El reciente tema del Fideicomiso 19S es un excelente espejo de la subjetividad construida por el antiguo régimen. La guerra mediática que busca equiparar a este movimiento como uno más de las versiones conocidas – sino es que una todavía peor– desnuda la subjetividad dominante: bajo los ánimos de revanchismo y de odio fundados por el insigne “López Obrador es un peligro para México” descubren el agua hervida, comienzan a percatarse que la normalidad institucional construida está plagada de caminos hacia la corrupción. Los fideicomisos privados han sido utilizados para la opacidad en este país, sin duda, pero el tema sólo ha surgido entre los restos de la partidocracia cuando MORENA está involucrado (no obstante que no exista ninguna prueba y que, al contrario, exista toda la documentación de entrega de los recursos); otro ejemplo: la sobre representación en la cámara de diputados que alcanzó gracias al sistema vigente también surge como una nueva preocupación por los contrapesos democráticos, pero este jamás fue tema público cuando el PRI era el beneficiario.

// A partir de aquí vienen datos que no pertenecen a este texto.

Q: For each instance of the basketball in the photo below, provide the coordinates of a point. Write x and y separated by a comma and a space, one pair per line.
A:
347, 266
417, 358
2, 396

Y así, los nuevos tiempos irán poniendo temas que hasta ahora eran inconcebibles bajo el antiguo régimen, salvo, por supuesto, en boca de medios independientes y periodistas que sufrieron en carne propia la violencia a su libertad de expresión. La inversión llega aún más allá, antes del 1 de Julio hubo consenso sobre los excesos presupuestales de los partidos políticos, de hecho, el Fideicomiso 19S produjo en la etapa pre-electoral que la partidocracia tuviera que salir a declarar que ellos mismos también harían donaciones a los damnificados. El Fideicomiso 19S fue una presión moral para los actores políticos para activar mecanismos serios de transferencias de recursos y no sólo buenos deseos de recuperación. Hoy que MORENA ha anunciado que no recibirá las prerrogativas tan excesivas que le corresponden por ley (y por su nueva fuerza de representación), no hay ningún reconocimiento por los que ahora vociferan sobre el Fideicomiso 19S, antes bien sólo les alcanza a observar el fenómeno como la prueba final de que las viejas prácticas de corrupción no han sido extinguidas. Reducir lo nuevo a lo viejo es una práctica común en los momentos de transición. Es una fuerza de conservación (por eso es que les llaman conservadores) que se sentiría más cómoda con los viejos problemas. Esto es, sin duda, no la oposición –esa está por construirse- sino la pura y miserable reacción.